Confederada o no con España, la reconstrucción nacional de Cataluña se conexiona intrínsecamente con el propósito de dar presencia internacional al «problema nacional» de Cataluña. Instrumento de esta internacionalización del problema catalán, que ya se intentó en Ginebra ante la Sociedad de Naciones, son las múltiples actividades de presencia cultural, viajes, hermanamientos de municipios o de universidades, presencia en ferias y exposiciones, etcétera, de que cada día tenemos noticia. Acertaba Emilio Romero al decir que algunas autonomías tienden a tener ya una propia política internacional. El insistente tópico del «europeísmo» de Cataluña apoya cotidianamente este propósito de que Cataluña sea vista en Europa y en el mundo como una nación dotada de su propia lengua, cultura, espíritu emprendedor económico y con derecho a configurar su propia soberanía política.
En el referéndum para la aprobación del Estatuto catalán, la consigna electoral fue qué el Estatuto era «una herramienta para construir Cataluña». Algo transitorio y útil, no un fin en sí mismo, ni un término de llegada.

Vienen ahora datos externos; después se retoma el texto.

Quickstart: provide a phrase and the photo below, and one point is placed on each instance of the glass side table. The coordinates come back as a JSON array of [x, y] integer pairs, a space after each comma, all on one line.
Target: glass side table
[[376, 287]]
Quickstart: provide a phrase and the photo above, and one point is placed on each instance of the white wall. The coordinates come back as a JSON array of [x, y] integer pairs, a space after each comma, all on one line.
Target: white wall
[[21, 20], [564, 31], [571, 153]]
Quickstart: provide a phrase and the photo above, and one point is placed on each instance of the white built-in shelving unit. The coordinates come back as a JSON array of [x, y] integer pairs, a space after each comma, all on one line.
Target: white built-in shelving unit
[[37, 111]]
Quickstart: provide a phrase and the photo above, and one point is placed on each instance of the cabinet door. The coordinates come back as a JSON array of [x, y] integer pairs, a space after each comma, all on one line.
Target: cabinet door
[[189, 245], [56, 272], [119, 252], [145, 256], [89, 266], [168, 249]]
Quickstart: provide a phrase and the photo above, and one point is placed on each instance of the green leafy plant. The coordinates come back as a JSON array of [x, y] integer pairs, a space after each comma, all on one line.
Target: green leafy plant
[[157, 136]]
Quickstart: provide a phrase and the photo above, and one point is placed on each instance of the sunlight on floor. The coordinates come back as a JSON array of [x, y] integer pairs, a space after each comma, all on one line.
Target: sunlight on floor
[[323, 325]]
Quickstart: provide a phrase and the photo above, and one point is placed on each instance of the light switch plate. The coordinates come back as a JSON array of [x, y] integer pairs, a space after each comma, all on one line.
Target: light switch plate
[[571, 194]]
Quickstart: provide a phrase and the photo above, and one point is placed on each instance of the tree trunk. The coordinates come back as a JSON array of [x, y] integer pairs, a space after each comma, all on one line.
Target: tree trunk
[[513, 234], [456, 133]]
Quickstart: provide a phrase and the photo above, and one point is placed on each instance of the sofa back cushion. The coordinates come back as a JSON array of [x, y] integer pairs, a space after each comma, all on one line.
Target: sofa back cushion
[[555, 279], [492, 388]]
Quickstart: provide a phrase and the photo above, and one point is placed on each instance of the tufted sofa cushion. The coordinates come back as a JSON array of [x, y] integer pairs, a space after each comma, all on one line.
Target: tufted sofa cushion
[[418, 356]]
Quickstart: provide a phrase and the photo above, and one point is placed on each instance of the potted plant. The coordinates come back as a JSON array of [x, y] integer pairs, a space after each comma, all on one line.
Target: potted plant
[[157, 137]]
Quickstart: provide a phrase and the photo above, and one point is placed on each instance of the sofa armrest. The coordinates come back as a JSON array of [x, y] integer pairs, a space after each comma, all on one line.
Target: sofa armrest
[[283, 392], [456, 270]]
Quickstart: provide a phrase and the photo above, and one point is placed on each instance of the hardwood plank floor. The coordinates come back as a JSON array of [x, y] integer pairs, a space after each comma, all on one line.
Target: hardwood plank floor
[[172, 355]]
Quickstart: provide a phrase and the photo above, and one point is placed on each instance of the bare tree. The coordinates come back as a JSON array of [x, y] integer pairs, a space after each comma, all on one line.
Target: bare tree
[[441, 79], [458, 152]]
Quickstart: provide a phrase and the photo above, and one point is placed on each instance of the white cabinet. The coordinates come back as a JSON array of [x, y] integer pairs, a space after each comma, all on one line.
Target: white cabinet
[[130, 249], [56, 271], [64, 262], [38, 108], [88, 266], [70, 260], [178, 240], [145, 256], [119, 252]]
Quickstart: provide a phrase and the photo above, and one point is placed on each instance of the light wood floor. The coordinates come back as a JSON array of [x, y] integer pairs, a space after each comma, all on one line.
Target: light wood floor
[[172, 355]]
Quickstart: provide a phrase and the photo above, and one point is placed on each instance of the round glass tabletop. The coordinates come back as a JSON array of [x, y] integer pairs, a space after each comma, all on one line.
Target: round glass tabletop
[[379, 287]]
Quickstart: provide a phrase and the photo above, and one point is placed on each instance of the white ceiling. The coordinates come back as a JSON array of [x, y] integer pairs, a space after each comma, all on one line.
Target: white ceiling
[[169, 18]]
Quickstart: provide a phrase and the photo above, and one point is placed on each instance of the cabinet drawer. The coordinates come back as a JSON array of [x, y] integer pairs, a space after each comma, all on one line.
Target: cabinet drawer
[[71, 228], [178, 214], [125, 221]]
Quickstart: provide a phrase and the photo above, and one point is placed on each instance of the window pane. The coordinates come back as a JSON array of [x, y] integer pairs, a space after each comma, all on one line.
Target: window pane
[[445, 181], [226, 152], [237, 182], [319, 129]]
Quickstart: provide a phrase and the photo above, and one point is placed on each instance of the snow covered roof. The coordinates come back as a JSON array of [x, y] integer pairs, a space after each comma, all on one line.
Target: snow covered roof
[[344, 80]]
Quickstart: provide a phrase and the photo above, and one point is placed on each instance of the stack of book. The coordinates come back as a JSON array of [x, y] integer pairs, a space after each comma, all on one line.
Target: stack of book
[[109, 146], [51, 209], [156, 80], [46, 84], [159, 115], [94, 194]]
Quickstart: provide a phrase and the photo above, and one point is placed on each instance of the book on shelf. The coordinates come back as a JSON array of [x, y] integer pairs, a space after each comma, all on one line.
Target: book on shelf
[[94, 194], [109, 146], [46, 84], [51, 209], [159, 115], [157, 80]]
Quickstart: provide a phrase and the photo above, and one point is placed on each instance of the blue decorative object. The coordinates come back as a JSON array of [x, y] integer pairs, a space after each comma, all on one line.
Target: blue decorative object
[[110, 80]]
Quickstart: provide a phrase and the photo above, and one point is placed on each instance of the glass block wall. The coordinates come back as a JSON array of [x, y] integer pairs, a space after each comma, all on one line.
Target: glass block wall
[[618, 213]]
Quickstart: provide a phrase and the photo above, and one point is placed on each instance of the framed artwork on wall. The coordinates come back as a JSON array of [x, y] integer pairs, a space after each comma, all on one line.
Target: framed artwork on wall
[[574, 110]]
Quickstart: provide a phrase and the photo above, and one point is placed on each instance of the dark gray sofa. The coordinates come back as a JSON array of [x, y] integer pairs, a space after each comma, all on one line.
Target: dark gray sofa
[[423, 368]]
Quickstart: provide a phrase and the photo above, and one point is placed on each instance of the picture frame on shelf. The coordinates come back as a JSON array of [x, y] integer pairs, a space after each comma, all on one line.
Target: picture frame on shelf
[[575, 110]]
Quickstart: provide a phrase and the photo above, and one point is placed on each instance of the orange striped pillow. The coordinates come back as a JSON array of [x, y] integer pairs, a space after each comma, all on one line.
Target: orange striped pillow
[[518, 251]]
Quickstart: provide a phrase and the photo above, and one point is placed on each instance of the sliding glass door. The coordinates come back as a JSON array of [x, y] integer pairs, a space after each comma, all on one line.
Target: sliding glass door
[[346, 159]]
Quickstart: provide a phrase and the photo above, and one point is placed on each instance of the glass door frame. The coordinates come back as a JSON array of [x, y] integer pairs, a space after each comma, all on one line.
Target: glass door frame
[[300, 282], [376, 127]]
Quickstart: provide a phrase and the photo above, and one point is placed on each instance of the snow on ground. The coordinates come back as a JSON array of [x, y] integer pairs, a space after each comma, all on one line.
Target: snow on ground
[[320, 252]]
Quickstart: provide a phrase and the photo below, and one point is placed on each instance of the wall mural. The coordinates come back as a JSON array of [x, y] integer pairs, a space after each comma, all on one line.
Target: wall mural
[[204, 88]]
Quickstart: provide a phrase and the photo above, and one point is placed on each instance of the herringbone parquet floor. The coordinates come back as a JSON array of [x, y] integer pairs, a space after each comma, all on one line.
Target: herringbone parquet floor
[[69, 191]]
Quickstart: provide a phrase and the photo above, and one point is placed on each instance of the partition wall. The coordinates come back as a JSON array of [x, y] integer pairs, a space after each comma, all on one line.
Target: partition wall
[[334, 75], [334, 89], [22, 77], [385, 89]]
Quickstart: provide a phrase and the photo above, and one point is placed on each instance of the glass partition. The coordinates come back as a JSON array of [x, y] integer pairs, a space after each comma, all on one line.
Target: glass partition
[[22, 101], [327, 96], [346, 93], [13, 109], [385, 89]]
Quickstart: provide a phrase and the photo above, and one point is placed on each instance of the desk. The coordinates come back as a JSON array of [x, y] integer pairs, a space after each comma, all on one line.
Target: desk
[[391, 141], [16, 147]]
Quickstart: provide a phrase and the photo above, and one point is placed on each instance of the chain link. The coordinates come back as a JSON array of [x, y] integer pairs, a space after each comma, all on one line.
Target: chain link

¿Podría dudar alguien de que para los nacionalistas vascos la «vía estatutaria» no es sino esto, un camino hacia una meta a la que no se renuncia? Esta meta está guardada como en reserva en las disposiciones adicionales, que afirman que por la vía estatutaria no renuncia el pueblo vasco, la nación vasca, a «los derechos que le podrían haber correspondido por la historia». Con esta irreal alusión a la historia se quería significar la autodeterminación «nacional», y con ella el derecho a la independencia.
Quien piense que las afirmaciones del artículo de la Constitución que, antes de mencionar las «nacionalidades», habla de la nación española y de la «patria» indivisa, contienen una garantía para el futuro unitario de España, se engaña a sí mismo voluntariamente.
El «consenso» fue el método para la simultánea afirmación de tesis insalvablemente contradictorias. Quien desee que España se mantenga como unidad histórica, y no sólo administrativa o «estatal», en el futuro, habrá de invocar ideales y valores superiores y anteriores a esta desintegradora Constitución, promulgada al día siguiente del Día de los Inocentes de 1978.